Every Disney park includes areas known for insane crowd congestion. Magic Kingdom and Disneyland probably suffer the most from this since they were both built before theme parks started drawing hundreds of thousands of people every year. Getting stuck in a slow-moving crowd is no fun, but in many ways, congestion has just become accepted as part of the theme park experience.
Social distancing requirements are going to force Disney overseers to get creative about dealing with crowd congestion—not just for the initial rebound from COVID-19 but for the long term. This isn’t necessarily a new problem. The company made significant changes to crowd flow at Disney’s Hollywood Studios preceding the opening of Star Wars: Galaxy’s Edge, and the new construction at Epcot has included improvements to crowd flow like the removal of the Leave a Legacy stones in the Spaceship Earth courtyard.
The minds behind Disney are highly creative, and it seems likely that the downtime from the outbreak could be a prime opportunity to deal with some of the more troublesome crowd control areas in the parks with either minor or major adjustments. This can definitely prove a positive in the long run for improving guest experiences.
3. Improvements to queuing
Once again, we start on a positive note—Disney has made some amazing strides the last ten years to deal with the most miserable part of visiting a theme park, standing in lines. In our article on why the 2010’s were an awesome time at Walt Disney World, we explored how Disney improved guest queuing experiences by introducing interactive games in queues, play areas for small children on rides like Dumbo, and finally by introducing virtual queues with the arrival of Star Wars: Galaxy’s Edge and Rise of the Resistance.
Social distancing is now adding an entirely new element to the puzzle.
It’s hard to say what the best policy is going to be for Disney parks to handle queuing while COVID-19 is still a concern. Do you space guests out and sponge as many guests into those lines as possible to keep thoroughfares open? On the other hand, is it better to use virtual queues to keep time spent in lines short and spread guests out throughout the parks? Either way, the standard practice of packing guests into lines has to be addressed.

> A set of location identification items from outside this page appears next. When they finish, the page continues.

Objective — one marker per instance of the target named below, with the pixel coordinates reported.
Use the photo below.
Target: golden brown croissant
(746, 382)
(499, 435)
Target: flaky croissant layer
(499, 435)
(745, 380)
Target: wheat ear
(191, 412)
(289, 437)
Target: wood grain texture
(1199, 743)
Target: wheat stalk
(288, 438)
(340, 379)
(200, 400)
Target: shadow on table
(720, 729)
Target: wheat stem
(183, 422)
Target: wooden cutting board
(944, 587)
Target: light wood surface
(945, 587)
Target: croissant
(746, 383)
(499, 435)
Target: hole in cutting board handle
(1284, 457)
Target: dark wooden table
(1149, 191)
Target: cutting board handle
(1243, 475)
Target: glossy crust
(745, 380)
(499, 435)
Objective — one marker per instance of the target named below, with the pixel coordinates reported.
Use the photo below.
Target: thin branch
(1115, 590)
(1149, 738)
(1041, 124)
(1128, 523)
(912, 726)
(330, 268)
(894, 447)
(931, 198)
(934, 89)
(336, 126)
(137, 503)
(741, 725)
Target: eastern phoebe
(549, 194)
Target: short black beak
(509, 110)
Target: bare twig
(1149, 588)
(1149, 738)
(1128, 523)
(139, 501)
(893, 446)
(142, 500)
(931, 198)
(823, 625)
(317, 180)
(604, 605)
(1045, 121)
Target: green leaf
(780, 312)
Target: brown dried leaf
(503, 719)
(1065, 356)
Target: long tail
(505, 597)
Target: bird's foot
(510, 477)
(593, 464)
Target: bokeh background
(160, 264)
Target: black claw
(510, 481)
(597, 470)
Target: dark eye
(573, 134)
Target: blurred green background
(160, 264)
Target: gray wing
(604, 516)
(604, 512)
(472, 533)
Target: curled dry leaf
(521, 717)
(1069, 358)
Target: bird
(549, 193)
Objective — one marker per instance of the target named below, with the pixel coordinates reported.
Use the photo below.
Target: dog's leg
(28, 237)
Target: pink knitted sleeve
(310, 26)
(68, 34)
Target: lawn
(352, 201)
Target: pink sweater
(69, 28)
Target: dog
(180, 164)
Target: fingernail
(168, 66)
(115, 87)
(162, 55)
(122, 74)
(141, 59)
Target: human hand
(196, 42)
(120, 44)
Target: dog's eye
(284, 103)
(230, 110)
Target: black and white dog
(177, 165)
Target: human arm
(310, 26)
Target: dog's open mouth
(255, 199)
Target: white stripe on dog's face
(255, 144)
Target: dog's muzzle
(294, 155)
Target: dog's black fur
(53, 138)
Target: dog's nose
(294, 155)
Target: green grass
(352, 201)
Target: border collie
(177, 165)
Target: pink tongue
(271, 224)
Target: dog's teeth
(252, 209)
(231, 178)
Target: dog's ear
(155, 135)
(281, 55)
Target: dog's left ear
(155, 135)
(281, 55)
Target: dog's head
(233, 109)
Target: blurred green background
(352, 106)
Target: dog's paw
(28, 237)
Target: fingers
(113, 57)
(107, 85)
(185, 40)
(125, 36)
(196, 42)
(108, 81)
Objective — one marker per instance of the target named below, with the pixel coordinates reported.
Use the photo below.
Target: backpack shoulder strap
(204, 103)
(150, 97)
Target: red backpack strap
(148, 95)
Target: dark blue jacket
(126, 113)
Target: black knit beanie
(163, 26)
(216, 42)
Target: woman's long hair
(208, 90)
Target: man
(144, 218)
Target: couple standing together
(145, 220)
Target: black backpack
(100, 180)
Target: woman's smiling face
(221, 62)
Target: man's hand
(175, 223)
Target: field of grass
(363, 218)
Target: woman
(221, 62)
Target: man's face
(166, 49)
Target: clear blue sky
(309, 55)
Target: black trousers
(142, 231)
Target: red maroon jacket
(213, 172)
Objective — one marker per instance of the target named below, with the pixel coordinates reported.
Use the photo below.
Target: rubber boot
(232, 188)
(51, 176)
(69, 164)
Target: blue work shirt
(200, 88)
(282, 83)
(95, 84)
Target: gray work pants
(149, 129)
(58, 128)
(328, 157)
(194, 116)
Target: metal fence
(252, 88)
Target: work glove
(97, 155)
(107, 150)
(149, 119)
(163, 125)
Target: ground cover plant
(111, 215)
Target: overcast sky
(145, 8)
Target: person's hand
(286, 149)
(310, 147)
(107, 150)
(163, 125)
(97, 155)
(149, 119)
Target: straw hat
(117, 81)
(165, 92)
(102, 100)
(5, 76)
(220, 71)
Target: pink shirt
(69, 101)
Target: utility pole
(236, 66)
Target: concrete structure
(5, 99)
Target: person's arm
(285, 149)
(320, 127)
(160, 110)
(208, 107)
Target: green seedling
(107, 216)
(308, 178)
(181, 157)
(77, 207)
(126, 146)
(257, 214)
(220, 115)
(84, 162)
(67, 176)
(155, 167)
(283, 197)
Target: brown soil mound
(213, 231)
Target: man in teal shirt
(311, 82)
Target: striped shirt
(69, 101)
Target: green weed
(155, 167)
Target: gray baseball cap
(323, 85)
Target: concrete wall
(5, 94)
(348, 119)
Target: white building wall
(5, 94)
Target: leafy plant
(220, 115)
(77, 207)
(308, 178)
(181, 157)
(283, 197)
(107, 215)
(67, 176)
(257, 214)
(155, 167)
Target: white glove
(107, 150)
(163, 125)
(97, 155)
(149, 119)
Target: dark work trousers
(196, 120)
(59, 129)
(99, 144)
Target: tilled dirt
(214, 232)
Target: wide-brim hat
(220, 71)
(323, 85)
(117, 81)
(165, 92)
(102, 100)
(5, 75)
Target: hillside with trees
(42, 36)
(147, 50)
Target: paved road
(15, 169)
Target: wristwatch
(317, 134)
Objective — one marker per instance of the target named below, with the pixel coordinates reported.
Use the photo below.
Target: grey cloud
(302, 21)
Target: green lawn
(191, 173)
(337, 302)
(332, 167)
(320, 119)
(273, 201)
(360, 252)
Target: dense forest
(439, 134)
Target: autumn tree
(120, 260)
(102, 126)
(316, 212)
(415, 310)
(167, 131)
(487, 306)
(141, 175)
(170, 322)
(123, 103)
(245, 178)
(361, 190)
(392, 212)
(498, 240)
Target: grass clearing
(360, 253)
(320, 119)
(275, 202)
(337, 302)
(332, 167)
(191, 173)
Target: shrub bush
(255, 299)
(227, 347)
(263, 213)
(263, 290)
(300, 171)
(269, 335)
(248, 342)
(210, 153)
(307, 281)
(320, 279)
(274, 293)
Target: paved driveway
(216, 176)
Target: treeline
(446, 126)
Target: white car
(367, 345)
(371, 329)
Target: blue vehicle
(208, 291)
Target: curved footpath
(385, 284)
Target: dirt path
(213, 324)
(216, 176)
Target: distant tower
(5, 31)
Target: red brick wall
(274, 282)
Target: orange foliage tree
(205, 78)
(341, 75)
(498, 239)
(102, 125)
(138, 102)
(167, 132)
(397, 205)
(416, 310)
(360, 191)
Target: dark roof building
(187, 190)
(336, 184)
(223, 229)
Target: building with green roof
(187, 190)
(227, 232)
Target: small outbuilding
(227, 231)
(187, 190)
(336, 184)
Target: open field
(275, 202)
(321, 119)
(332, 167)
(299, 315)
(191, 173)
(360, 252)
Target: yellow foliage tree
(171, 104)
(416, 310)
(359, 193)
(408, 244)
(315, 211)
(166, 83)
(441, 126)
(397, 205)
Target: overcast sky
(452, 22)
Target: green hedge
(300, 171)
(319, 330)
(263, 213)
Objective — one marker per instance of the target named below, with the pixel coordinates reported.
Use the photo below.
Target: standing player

We already know one park mainstay might be on its way out—Fastpass+ (Disney has announced the service suspended indefinitely following the outbreak). The Fastpass+ system is appreciated by many guests (myself included), but it has introduced its share of problems into the Walt Disney World crowd control situation. Queues serve an important purpose in theme park design—they corral guests into designated areas that keep shops and thoroughfares from getting too congested. With fewer guests in line, crowd control in the parks became much more challenging, and it also means guests largely skip many crucial storytelling elements in ride queues. It also doesn’t actually increase ride capacity—it just creates the illusion that it does.
In short, Fastpass+ is a good idea, but with changing times, it is a concept that has needed some refinement and rethinking. The resets following COVID-19 are an opportunity for Disney’s creative minds to take on the problem and see what solutions they can come up with to improve on the system, whether through wider use of virtual queues or by finding new ways to rethink stand-by lines.